Hさん行きつけの店へ行く。「六季香茶坊」(http://www.taipeinavi.com/food/254/)と書かれた看板の所を上がる。上は前面が露店になっており、奥に建屋がある。人は誰もいない。Hさんが奥の方に入っていき、声を掛けるが、返事がない。こんな時間にお客が来るとは想定外であろう。

ようやく横の建物から返事がある。どうやら茶作りの最中であるらしい。ご主人が出て来た。張さん、独特の雰囲気を持つ人物である。露天の一番前、景色の良い所に陣取る。Hさんは半袖シャツ1枚でかなり寒そう。張さんも上に羽織るものを出して着ている。

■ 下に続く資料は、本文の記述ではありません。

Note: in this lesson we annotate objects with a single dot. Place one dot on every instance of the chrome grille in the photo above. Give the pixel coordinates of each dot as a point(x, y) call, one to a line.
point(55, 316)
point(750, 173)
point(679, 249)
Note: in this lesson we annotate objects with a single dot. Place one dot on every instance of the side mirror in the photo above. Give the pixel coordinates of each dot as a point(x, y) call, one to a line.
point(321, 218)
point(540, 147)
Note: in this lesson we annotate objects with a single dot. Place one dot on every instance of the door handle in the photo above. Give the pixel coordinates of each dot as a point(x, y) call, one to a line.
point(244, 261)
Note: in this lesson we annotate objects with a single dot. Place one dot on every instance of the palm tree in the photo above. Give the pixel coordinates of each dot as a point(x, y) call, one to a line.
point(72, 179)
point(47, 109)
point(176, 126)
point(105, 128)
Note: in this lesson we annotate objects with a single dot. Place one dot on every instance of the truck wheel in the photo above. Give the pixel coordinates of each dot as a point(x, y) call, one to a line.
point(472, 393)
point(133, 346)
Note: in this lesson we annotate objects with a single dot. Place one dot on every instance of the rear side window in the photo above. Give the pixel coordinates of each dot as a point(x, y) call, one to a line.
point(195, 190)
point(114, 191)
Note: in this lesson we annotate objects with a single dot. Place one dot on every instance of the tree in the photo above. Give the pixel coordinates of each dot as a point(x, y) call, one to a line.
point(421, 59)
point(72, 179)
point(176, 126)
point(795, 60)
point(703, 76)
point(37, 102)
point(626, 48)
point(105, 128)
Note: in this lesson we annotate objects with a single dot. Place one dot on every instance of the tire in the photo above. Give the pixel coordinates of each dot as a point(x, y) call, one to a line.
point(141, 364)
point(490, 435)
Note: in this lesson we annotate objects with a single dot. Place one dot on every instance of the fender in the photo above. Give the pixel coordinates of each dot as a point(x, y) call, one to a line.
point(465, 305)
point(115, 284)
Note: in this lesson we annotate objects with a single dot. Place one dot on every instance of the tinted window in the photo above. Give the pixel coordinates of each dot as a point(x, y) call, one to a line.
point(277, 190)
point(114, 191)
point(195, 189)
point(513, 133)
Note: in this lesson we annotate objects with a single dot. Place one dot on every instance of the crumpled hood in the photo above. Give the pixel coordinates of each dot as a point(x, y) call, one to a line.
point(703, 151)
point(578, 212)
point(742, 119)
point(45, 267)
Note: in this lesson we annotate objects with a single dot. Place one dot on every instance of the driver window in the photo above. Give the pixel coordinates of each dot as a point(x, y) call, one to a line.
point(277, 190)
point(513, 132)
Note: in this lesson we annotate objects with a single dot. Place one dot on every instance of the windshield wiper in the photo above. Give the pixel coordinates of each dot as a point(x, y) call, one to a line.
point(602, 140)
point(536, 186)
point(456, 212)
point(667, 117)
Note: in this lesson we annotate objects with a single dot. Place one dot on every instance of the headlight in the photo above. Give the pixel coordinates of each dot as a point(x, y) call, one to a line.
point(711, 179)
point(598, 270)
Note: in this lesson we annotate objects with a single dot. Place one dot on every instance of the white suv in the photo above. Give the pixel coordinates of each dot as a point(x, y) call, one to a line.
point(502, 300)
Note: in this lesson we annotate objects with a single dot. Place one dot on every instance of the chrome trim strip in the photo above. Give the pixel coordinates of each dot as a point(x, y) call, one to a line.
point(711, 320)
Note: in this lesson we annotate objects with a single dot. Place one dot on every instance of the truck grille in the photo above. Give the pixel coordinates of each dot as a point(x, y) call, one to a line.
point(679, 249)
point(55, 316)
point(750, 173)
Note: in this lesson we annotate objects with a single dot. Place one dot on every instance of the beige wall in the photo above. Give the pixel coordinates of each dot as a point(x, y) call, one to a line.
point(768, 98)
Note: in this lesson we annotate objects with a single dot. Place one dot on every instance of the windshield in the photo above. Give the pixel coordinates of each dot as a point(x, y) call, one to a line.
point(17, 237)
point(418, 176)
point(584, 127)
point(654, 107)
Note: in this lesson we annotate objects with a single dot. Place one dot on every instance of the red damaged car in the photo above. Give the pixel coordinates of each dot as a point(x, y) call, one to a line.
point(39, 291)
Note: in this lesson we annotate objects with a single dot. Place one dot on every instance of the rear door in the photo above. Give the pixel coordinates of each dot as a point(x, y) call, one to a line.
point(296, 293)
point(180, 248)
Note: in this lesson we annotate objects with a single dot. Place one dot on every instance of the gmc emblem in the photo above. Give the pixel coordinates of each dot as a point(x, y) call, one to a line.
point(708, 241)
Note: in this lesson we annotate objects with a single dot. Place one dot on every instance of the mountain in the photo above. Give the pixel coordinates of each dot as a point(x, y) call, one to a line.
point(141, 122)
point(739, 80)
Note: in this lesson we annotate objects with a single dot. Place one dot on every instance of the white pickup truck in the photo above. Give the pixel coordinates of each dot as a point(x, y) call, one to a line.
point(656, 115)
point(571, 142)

ここからの眺めはかなり良い。台北市が一望できる。張さんがお茶を淹れようとしたその瞬間、市内で大音響の花火が上がった。一体どうしたんだ?考えてみれば本日は台湾花の博覧会最終日、そのイベントの一環で花火が登場したのだろう。偶然とはいえ、不思議な気分となる。

張さんは作ったばかりの木柵鉄観音を淹れてくれた。中国の鉄観音はどんどん緑茶化して軽くなっており、香りがあればよい、といった印象が拭えないが、こちらは実に濃厚な味。私の好きなタイプであり、恐らくは本来の鉄観音の味を残しているのであろう。次に冷凍茶が出される。これは鉄観音の茶葉を冷凍して保存。名前だけ聞くとアイスティーかと思ってしまうが、実は室内萎凋と言う工程の後、茶葉を加熱殺菌し、仕上げの乾燥火入れをしないので、ビタミンが凝縮されていると言う。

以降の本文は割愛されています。